Disclaimer: I, Bren Gail, do not own Criminal Minds. The title of this story was named after a Laslo Bane lyric.
A/N: This drabble (a story 500 words or less) is a response to one of Bones Bird's Fanfiction Drabble Challenges over on Facebook. The following are the challenge lyrics that inspired this drabble.
"Well I know what I've been told,
You've got to know just when to fold,
But I can't do this all on my own,
No I know, I'm no superman."
- Laslo Bane, I'm No Superman
Know Just When To Fold
When he had felt no guilt for lying to his team, Aaron Hotchner had quietly acknowledged that he was quite near his breaking point, because his utmost strength had become his greatest weakness.
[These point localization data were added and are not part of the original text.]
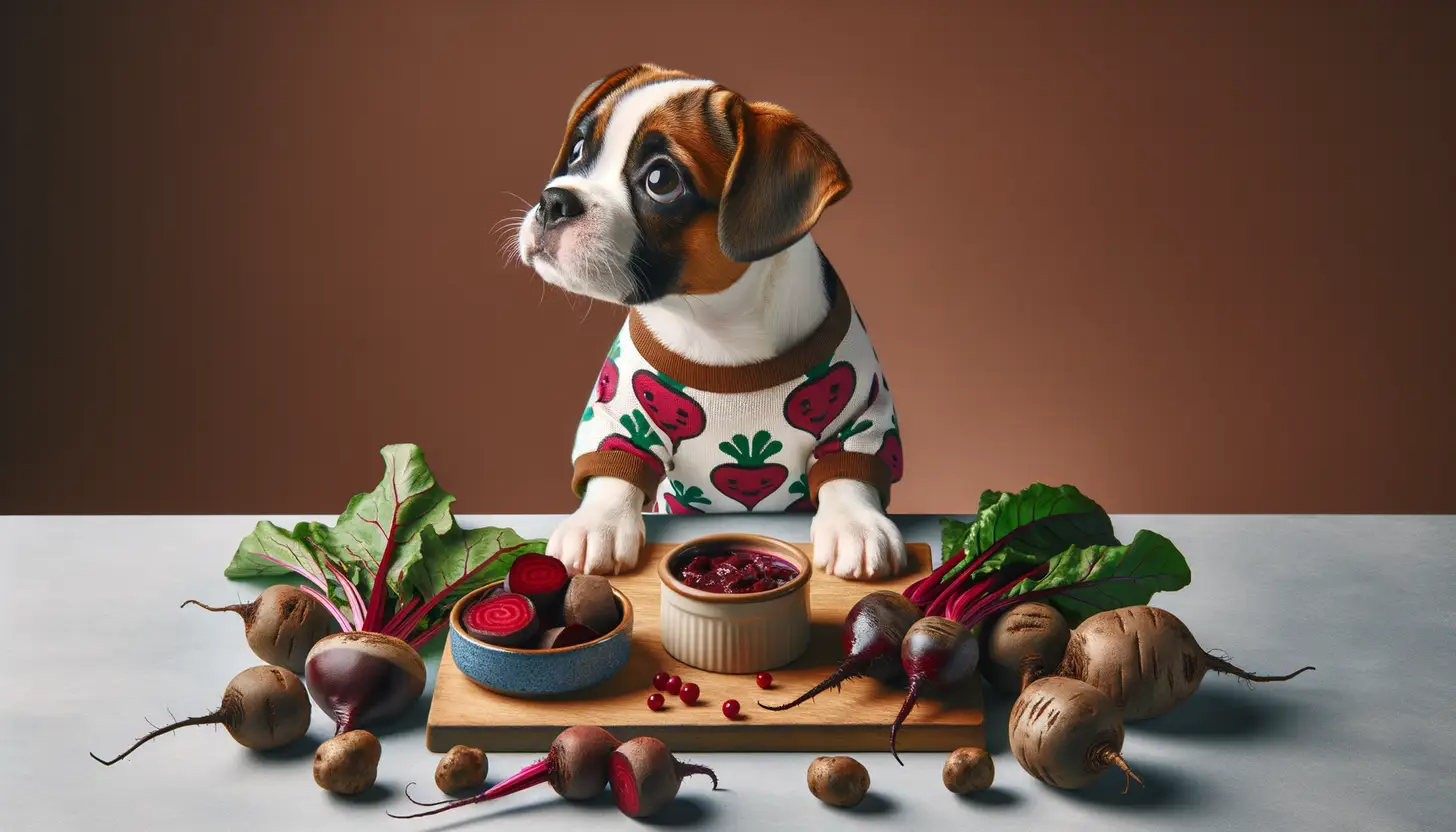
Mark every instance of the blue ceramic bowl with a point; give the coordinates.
(519, 672)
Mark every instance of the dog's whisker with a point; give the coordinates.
(521, 198)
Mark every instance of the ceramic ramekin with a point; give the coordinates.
(736, 633)
(519, 672)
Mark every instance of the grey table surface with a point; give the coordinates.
(95, 643)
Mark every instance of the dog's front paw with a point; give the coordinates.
(604, 535)
(852, 536)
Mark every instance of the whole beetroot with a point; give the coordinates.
(575, 767)
(281, 627)
(645, 775)
(462, 768)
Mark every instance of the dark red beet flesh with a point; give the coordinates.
(543, 580)
(871, 640)
(504, 618)
(736, 571)
(935, 653)
(570, 636)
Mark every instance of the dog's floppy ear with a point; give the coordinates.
(781, 179)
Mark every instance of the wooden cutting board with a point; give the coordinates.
(853, 720)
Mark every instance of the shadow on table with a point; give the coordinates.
(290, 754)
(993, 797)
(373, 796)
(1229, 713)
(995, 714)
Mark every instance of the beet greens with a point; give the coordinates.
(1044, 544)
(393, 563)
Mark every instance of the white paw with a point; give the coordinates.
(604, 535)
(852, 536)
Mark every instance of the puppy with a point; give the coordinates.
(743, 378)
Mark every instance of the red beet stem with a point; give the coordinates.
(904, 711)
(851, 668)
(535, 774)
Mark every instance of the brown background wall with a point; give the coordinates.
(1185, 260)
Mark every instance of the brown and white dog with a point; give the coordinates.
(747, 381)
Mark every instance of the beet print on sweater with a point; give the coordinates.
(607, 379)
(638, 442)
(706, 439)
(680, 501)
(837, 443)
(750, 478)
(802, 490)
(671, 410)
(820, 398)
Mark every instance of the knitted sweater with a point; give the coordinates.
(762, 437)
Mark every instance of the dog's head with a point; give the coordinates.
(667, 184)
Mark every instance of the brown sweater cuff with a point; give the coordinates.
(619, 465)
(851, 465)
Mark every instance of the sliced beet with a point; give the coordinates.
(570, 636)
(590, 602)
(543, 580)
(505, 618)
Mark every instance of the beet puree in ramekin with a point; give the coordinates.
(734, 571)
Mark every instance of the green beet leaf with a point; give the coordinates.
(379, 523)
(460, 560)
(271, 551)
(1038, 522)
(1085, 580)
(952, 534)
(402, 529)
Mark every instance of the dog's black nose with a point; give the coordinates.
(561, 204)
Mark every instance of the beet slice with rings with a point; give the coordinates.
(507, 619)
(542, 579)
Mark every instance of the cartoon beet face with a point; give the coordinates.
(638, 442)
(802, 490)
(671, 410)
(891, 452)
(607, 379)
(837, 443)
(682, 499)
(816, 402)
(752, 477)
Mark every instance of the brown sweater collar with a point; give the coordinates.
(798, 360)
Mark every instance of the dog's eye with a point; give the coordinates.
(663, 182)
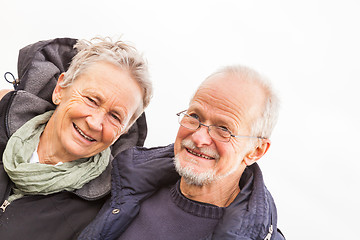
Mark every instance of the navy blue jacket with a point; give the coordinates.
(137, 174)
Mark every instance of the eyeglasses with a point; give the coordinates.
(217, 133)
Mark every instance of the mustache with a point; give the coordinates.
(187, 143)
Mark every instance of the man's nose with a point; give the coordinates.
(201, 136)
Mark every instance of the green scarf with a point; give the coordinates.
(44, 179)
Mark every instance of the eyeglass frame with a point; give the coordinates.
(208, 126)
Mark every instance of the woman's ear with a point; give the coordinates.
(256, 153)
(56, 96)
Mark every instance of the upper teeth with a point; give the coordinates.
(199, 155)
(83, 134)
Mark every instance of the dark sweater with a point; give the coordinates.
(169, 215)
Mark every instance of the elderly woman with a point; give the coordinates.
(54, 174)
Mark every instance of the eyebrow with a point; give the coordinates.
(101, 98)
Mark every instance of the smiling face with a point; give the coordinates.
(92, 112)
(225, 102)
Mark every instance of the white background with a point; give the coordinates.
(309, 49)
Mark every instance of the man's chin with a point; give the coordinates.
(193, 177)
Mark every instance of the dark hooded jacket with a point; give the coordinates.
(139, 172)
(62, 215)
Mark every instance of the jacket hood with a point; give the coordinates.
(39, 66)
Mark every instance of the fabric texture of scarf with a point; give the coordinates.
(44, 179)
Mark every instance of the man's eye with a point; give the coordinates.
(224, 128)
(194, 115)
(91, 100)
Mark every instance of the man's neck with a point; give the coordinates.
(220, 193)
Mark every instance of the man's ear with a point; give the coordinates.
(56, 96)
(256, 153)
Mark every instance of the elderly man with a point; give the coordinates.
(221, 193)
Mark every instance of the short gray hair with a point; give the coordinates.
(263, 125)
(119, 53)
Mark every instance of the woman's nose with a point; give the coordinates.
(95, 121)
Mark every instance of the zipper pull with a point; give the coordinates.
(268, 236)
(4, 205)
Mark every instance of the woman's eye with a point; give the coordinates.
(115, 117)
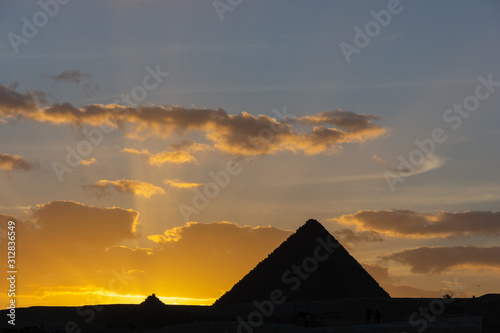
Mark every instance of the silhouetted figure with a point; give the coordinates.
(377, 316)
(368, 315)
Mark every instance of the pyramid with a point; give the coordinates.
(152, 301)
(310, 265)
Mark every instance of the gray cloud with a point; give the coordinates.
(404, 223)
(434, 260)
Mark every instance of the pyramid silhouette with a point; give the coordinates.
(310, 265)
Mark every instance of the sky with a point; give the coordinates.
(169, 146)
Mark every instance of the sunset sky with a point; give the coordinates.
(168, 146)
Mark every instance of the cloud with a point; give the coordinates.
(16, 105)
(14, 162)
(89, 161)
(82, 248)
(434, 260)
(70, 221)
(177, 183)
(70, 241)
(73, 76)
(407, 223)
(76, 77)
(103, 187)
(240, 134)
(351, 121)
(175, 157)
(349, 235)
(430, 162)
(390, 284)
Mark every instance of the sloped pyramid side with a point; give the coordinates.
(340, 275)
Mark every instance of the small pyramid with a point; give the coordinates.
(310, 265)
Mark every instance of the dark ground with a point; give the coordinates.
(339, 315)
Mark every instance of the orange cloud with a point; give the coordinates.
(89, 162)
(176, 157)
(14, 162)
(180, 184)
(434, 260)
(406, 223)
(103, 187)
(241, 134)
(389, 283)
(81, 257)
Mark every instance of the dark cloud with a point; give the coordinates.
(434, 260)
(103, 187)
(73, 76)
(70, 221)
(241, 134)
(353, 122)
(349, 235)
(403, 223)
(76, 77)
(14, 162)
(14, 104)
(391, 285)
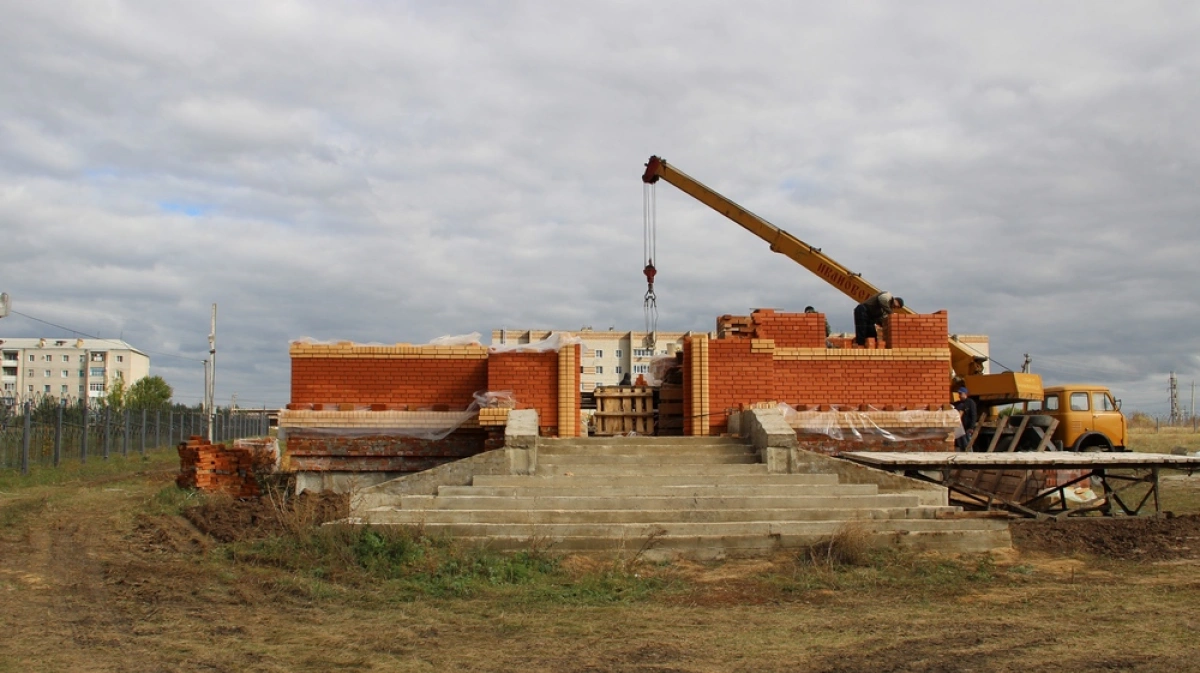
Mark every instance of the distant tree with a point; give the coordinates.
(149, 392)
(118, 392)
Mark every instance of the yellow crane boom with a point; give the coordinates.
(966, 364)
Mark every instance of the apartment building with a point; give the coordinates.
(66, 368)
(607, 355)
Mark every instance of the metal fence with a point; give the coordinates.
(34, 436)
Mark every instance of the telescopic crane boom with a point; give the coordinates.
(966, 364)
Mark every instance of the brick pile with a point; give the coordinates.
(216, 468)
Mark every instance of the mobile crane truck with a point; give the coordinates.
(1074, 418)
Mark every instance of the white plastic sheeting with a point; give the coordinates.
(853, 425)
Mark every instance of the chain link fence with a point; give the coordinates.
(51, 434)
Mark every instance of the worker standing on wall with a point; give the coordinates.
(871, 313)
(969, 414)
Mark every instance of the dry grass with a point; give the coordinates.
(1164, 439)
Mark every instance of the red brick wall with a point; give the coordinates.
(790, 330)
(689, 412)
(533, 379)
(879, 383)
(917, 330)
(316, 451)
(736, 376)
(413, 382)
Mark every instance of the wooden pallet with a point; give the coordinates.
(623, 409)
(670, 409)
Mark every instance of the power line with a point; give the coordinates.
(101, 338)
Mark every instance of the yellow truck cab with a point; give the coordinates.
(1089, 416)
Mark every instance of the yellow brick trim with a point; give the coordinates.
(864, 354)
(568, 413)
(366, 420)
(399, 352)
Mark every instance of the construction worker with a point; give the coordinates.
(810, 310)
(969, 414)
(871, 313)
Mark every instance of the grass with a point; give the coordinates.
(70, 472)
(1163, 439)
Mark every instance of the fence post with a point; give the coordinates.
(108, 431)
(83, 438)
(24, 438)
(58, 433)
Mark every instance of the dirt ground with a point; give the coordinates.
(93, 580)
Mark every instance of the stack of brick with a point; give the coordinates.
(216, 468)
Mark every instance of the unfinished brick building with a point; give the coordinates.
(363, 414)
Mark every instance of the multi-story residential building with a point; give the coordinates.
(66, 368)
(607, 355)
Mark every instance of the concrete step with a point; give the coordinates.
(510, 503)
(587, 480)
(976, 539)
(637, 491)
(714, 458)
(649, 451)
(546, 468)
(571, 443)
(444, 516)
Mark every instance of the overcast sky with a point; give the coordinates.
(395, 172)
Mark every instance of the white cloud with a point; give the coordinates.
(402, 170)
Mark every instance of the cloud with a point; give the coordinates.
(395, 172)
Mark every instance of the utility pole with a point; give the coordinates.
(210, 373)
(1176, 414)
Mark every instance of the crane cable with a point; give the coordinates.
(649, 242)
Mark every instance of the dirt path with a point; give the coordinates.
(90, 582)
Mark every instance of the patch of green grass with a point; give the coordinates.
(72, 470)
(15, 512)
(407, 560)
(889, 571)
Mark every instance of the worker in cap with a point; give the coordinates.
(969, 414)
(871, 313)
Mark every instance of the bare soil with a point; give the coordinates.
(93, 580)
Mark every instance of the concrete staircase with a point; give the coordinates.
(661, 498)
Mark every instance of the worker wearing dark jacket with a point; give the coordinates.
(871, 313)
(970, 415)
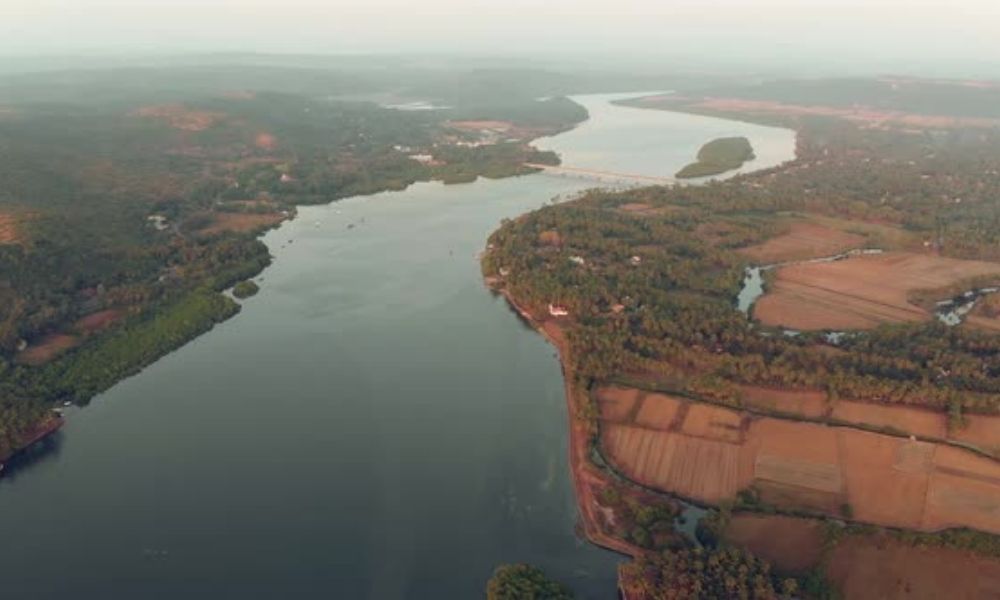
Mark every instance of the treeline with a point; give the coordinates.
(718, 156)
(703, 573)
(655, 291)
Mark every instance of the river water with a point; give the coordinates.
(375, 424)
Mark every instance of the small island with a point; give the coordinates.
(718, 156)
(245, 289)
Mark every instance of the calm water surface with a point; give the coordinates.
(375, 424)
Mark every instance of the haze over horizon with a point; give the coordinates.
(851, 36)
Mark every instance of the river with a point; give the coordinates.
(374, 424)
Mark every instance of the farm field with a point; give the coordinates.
(884, 568)
(10, 232)
(803, 241)
(862, 291)
(789, 543)
(709, 453)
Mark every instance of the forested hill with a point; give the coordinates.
(128, 202)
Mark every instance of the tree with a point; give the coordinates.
(524, 582)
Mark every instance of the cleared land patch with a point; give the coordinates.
(10, 231)
(803, 241)
(807, 403)
(913, 421)
(710, 453)
(46, 349)
(883, 568)
(241, 222)
(789, 543)
(181, 117)
(860, 292)
(981, 431)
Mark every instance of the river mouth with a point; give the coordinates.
(375, 422)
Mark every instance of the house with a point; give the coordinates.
(558, 310)
(159, 222)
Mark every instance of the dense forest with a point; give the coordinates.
(654, 291)
(127, 207)
(718, 156)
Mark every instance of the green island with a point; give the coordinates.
(245, 289)
(719, 156)
(839, 419)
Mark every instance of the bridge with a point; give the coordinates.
(603, 176)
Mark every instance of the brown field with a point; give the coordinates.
(480, 125)
(862, 291)
(10, 233)
(616, 403)
(883, 568)
(914, 421)
(881, 235)
(46, 349)
(265, 141)
(714, 423)
(181, 117)
(808, 403)
(242, 222)
(659, 411)
(710, 453)
(986, 314)
(980, 430)
(693, 467)
(788, 543)
(804, 241)
(640, 209)
(97, 321)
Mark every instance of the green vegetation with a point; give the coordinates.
(718, 156)
(679, 323)
(147, 201)
(245, 289)
(697, 573)
(524, 582)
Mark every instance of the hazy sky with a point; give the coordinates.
(862, 32)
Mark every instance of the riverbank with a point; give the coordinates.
(38, 433)
(586, 477)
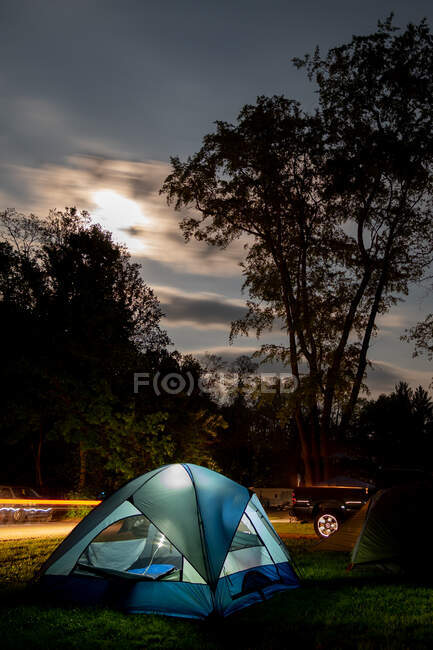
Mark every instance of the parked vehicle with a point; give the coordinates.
(19, 513)
(329, 505)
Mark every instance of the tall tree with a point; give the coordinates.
(334, 210)
(76, 316)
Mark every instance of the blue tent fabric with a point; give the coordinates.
(201, 544)
(222, 503)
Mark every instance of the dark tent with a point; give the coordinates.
(388, 530)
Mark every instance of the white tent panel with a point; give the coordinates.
(189, 574)
(67, 561)
(245, 558)
(274, 545)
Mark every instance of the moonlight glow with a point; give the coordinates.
(122, 216)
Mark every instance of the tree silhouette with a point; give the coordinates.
(334, 209)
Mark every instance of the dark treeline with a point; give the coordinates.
(334, 208)
(78, 321)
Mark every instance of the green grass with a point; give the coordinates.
(333, 609)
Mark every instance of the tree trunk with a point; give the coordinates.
(305, 450)
(38, 471)
(362, 363)
(82, 477)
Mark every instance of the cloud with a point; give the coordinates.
(383, 377)
(150, 229)
(203, 310)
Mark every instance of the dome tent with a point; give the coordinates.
(180, 540)
(382, 532)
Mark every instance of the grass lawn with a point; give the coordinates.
(332, 609)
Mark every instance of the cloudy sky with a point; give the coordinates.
(97, 94)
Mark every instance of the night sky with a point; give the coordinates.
(97, 94)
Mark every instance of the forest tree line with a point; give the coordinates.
(334, 208)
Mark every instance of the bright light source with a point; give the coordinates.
(121, 216)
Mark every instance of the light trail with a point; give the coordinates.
(49, 502)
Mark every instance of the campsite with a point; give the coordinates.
(216, 324)
(333, 608)
(384, 601)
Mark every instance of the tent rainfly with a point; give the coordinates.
(181, 540)
(382, 532)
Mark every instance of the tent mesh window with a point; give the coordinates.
(246, 551)
(133, 545)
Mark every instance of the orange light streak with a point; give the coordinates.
(50, 502)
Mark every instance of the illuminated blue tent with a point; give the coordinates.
(181, 540)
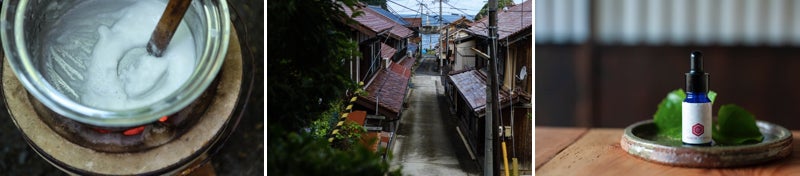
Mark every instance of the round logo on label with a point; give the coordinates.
(697, 129)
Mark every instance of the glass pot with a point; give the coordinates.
(25, 22)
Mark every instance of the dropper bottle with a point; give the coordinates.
(696, 115)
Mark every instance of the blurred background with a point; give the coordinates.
(608, 63)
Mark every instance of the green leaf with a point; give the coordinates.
(668, 115)
(736, 126)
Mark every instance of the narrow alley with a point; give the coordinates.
(427, 142)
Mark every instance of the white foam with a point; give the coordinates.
(149, 80)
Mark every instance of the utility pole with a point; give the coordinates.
(492, 110)
(440, 44)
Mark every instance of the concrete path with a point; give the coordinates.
(427, 142)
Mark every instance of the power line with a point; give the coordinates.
(463, 13)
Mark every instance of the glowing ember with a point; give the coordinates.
(133, 131)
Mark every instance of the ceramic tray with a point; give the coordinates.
(640, 140)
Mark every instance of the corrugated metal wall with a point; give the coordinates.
(669, 22)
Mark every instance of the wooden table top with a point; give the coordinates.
(596, 151)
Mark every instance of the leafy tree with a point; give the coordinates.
(305, 60)
(306, 76)
(301, 154)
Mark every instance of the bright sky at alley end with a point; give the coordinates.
(470, 7)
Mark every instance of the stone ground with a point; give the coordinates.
(241, 155)
(427, 142)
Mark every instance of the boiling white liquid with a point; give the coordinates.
(90, 74)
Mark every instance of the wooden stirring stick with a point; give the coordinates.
(167, 26)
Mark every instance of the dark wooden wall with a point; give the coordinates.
(615, 86)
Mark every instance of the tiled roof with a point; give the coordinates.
(471, 84)
(414, 22)
(357, 116)
(403, 67)
(388, 89)
(387, 51)
(509, 22)
(377, 22)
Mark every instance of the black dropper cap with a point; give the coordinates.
(696, 79)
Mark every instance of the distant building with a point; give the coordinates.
(467, 88)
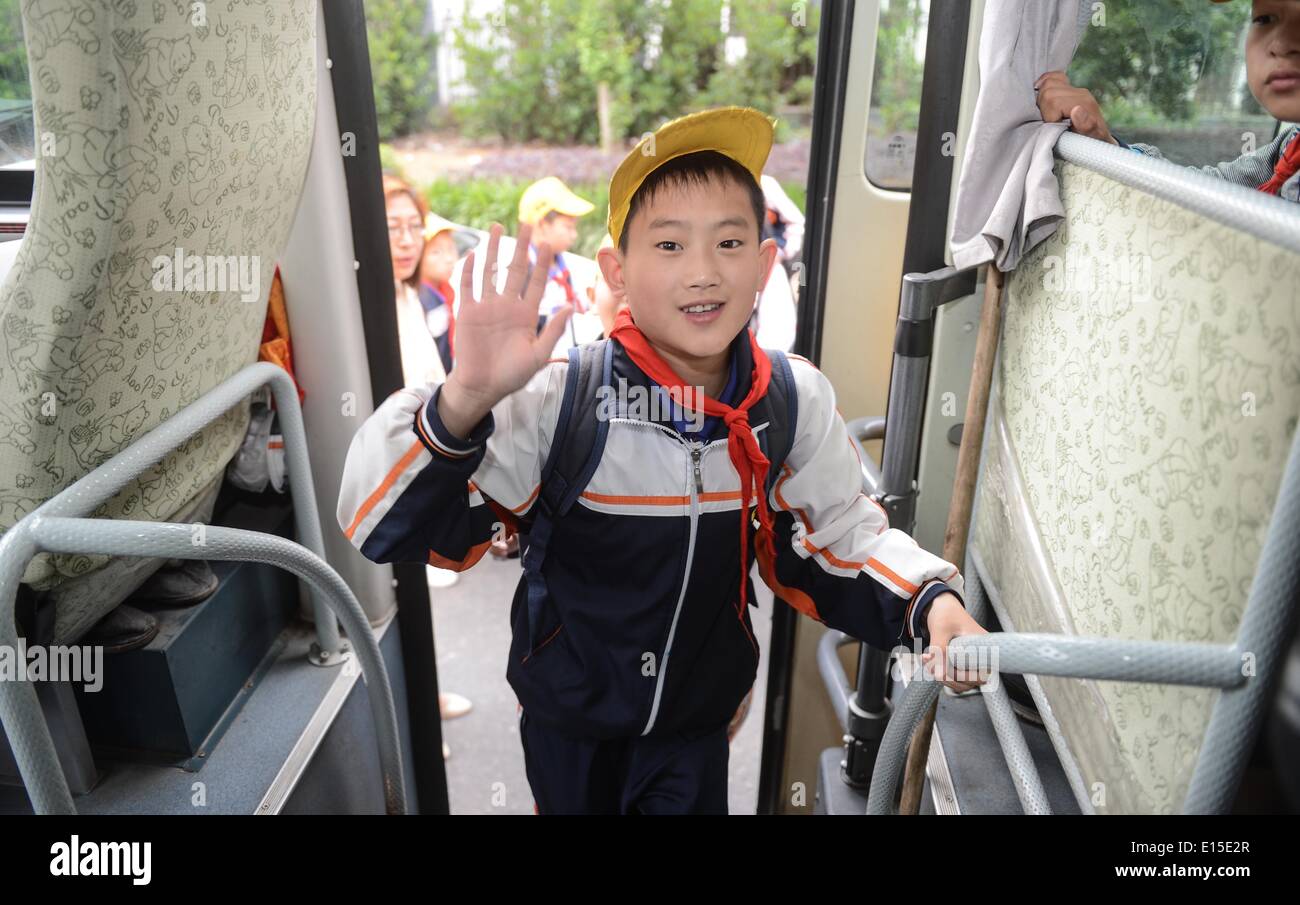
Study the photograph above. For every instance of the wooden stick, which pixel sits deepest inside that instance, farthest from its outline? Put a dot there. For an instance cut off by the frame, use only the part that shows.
(960, 509)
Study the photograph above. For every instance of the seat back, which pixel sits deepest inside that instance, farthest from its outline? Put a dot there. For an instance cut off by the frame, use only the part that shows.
(1144, 405)
(172, 148)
How could he not feel guilt for lying to the people who had become more like family than his own flesh and blood? How was he capable of performing his friends' grief assessments when he knew that the reason for their grief was for naught, no, that he was the reason for their heart wrenching pain? Instead of their anguish making him second-guess himself about the betrayal, it had surmounted the fact that he had succeeded.
Had he perfected the art of concealing his emotions so thoroughly that he could no longer distinguish what he truly felt? Had he told himself and others so many lies that he had started to believe them? Had he turned into an uncaring and cold man like his father before him as Haley had once accused him of becoming?
It had taken seven months of continuous dishonesty and betrayal as well as reassignments, a quick homecoming, and a metaphorical resurrection before the truth of what he had done became common knowledge throughout both the team and Bureau. Yet, it had taken another month after the seven before the walls that he had built around him had finally crumbled and the remaining jagged pieces waited for one person to pick them up and put them back together, but would she know how?
If she did, would she still want to?
He desperately hoped that she did, because he could no longer deny himself the truth that he needed help, that he needed her to know how to love him well, because no one before her had succeeded, yet how could he blame anyone of them for failing when he himself had failed first.